The film – directed with passion by Ava DuVernay and written by Paul Webb – is first and foremost a human story. It focuses on the civil rights struggle from the highest leaders to the street soldier marchers. It creates an appropriate and balanced political representation at the governmental levels, and the stakes (and fear) that each person on those levels had to endure. It has a defining performance by David Oyelowo as Dr. King, nuanced and inspiring. All these elements come together to create an understanding for a powder keg situation, and the fuse still burns.

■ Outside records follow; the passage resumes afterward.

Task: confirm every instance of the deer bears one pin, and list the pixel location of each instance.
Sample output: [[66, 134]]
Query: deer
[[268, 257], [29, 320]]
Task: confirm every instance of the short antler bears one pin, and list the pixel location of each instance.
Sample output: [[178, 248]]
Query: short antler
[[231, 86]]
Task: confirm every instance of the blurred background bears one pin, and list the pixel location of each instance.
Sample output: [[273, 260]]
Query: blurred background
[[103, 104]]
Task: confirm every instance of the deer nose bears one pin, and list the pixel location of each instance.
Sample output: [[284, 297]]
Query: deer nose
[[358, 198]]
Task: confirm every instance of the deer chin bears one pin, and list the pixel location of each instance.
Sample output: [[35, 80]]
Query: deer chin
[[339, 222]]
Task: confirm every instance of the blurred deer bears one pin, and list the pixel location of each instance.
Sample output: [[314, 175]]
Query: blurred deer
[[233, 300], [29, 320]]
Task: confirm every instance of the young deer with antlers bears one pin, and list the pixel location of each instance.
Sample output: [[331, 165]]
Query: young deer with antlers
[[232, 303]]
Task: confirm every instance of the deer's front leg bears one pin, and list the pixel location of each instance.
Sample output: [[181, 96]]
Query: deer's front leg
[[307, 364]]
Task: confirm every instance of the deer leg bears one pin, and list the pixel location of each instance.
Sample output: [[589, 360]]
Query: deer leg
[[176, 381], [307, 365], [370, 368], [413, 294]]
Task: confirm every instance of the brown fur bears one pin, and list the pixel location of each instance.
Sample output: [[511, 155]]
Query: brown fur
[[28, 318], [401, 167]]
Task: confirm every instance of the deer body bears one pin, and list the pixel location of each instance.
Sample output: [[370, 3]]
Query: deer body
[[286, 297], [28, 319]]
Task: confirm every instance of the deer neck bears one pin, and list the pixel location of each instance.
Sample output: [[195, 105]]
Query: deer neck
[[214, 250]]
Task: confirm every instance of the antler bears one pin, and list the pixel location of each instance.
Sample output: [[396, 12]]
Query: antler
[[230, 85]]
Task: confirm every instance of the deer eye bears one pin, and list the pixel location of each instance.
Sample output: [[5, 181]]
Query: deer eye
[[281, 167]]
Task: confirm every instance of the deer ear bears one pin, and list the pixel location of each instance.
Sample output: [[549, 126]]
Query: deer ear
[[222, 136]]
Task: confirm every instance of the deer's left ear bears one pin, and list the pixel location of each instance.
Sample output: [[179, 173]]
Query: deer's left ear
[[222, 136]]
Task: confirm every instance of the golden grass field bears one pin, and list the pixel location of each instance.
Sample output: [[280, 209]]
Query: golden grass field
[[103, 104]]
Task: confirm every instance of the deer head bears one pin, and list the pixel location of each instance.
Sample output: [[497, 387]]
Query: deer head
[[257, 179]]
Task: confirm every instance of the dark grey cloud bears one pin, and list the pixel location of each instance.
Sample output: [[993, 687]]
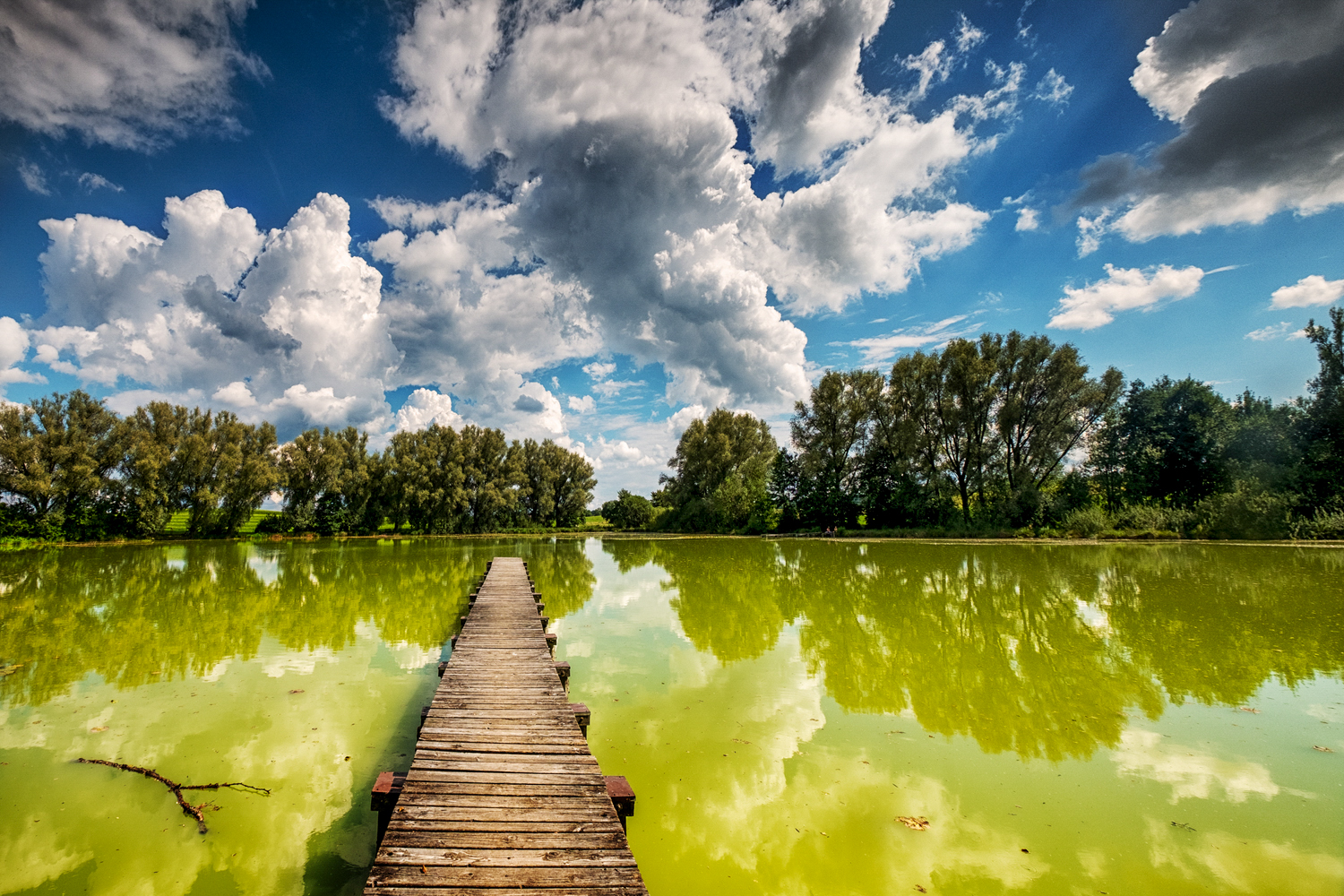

The representation of the era is precise, and the supporting cast each create bits for their performances that keep the humanity at the forefront. Carmen Ejogo as Dr. King’s wife Coretta has to disseminate the lies and propaganda of a vicious FBI smear campaign against her husband. Tom Wilkinson as Lyndon Johnson steps away from caricature and performs the strange dance of what is right and what is politically advantageous. Oprah Winfrey, one of the most powerful show business influencers and wealthiest persons in the world, represents herself substantially as just another black person trying to vote in the 1960s segregated South, and her familiarity strikes an important chord.
There is a debate in the film, and it is part of the richness of what is at stake. This was a time when King’s efforts of non-violent resistance was getting a push back by other leaders like Malcolm X (Nigel Thatch) and younger student activists. This splintering actually anticipates the riots of Watts and Detroit within the next two years, and ultimately the assassination of Dr. King in 1968. The trials of Selma feels like the last gasp of monumental progress that the civil rights movement accomplished, before the establishment infiltrated and dissolved the power and sympathy that the movement generated.

Dr. King Meets President Johnson (Tom Wilkinson) in ‘Selma’
Photo credit: Paramount Pictures
How does the timing of the film affect our current debate? I counter that it can have a healing emotion. That with the power of the people we can hear a message, and not be afraid to make change because of this message. So much of the governmental reaction is fear and loathing. Fear that their cushy government jobs (president, governor, police chief) will go away, and loathing in their consciousness when contributing to societal hate. Whatever lessons come from “Selma,” they can be applied to now, if experienced authentically.
Dr. King quoted an older African American woman in his speech that he finally gave on the Alabama State Capitol steps after the march. She was part of the bus boycotts of the 1950s, the spark that launched the modern civil rights movement. She said her feet were tired but her soul was rested. If you feel tired about the current debate, “Selma” can rest your soul.